Again, a large reason for this is the impending end of the Public Health Emergency, but this also applies to other Medicaid coverage loss scenarios as well (plus some non-Medicaid situations).
The proposed rule will now allow assisters to conduct door-to-door enrollment to increase consumer engagement and advance health equity. Assisters currently conduct door-to-door outreach, education, and schedule follow-up appointments, but are prohibited from providing enrollment assistance upon an initial interaction at the consumers’ residence. Removing this prohibition will make it easier for consumers to get help when enrolling into coverage.
This will be a huge improvement for ACA navigators. As it says, right now they're allowed to do all sorts of outreach/education work with people door to door, but they can't actually sign people up. This almost certainly means they're losing a significant chunk of potential enrollees since many people don't get around to following up and actually enrolling even after they have all the information and assistance they need to do so.
CMS also proposes removing consumer burden by aligning the regulations with the policy and operations of the Marketplaces on the Federal platform for granting special enrollment periods (SEPs) to qualified consumers who are affected by a material plan display error with current plan display error SEP operations. Currently, the regulation requires the qualified individual or enrollee, or their dependent, to adequately demonstrate to the Marketplace that a material error related to plan benefits, service area, or premium influenced their decision to purchase a QHP through the Marketplace. However, we have found that consumers may benefit when other interested parties can demonstrate to the Marketplace that a material plan error influenced the enrollment decision to purchase a QHP through the Marketplace.

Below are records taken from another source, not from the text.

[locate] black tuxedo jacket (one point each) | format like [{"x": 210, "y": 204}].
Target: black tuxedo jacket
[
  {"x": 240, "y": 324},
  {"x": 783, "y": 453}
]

If I'm reading this correctly: Right now, if you sign up for an ACA exchange policy and it turns out there was an error or omission about the plan on the ACA website or in the insurance carrier's brochure, you have to complain about it in order to be allowed to switch to a different plan. This change would mean that if someone else discovers the screw-up and proves to the exchange that some enrollees were impacted by it, that would be enough to let the enrollees switch plans as well.

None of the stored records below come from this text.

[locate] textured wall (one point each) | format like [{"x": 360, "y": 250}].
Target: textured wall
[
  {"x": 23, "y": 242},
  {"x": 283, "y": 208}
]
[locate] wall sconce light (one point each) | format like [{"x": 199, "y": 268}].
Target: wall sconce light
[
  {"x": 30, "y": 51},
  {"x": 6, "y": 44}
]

Income Data Matching Issues
CMS proposes to accept the household’s income attestation when HHS requests tax return data from the Internal Revenue Service (IRS) but such data is not available. Such cases often occur when household composition changes across tax years (marriage, divorce, birth of a child) or if individuals were previously below the filing threshold and did not receive advance payments of the premium tax credits. All individuals receiving advance payments of the premium tax credits are required to file taxes and to reconcile those payments with final annual income. These proposed changes would reduce administrative burden, increase access, and have a positive impact on health equity.
This basically means allowing enrollees to use the honor system when it comes to reporting their household income to CMS, although I presume they can still be charged with fraud later on if it can be proven that they willfully misstated their income (as opposed to making an honest mistake estimating it), just like any other tax fraud situation.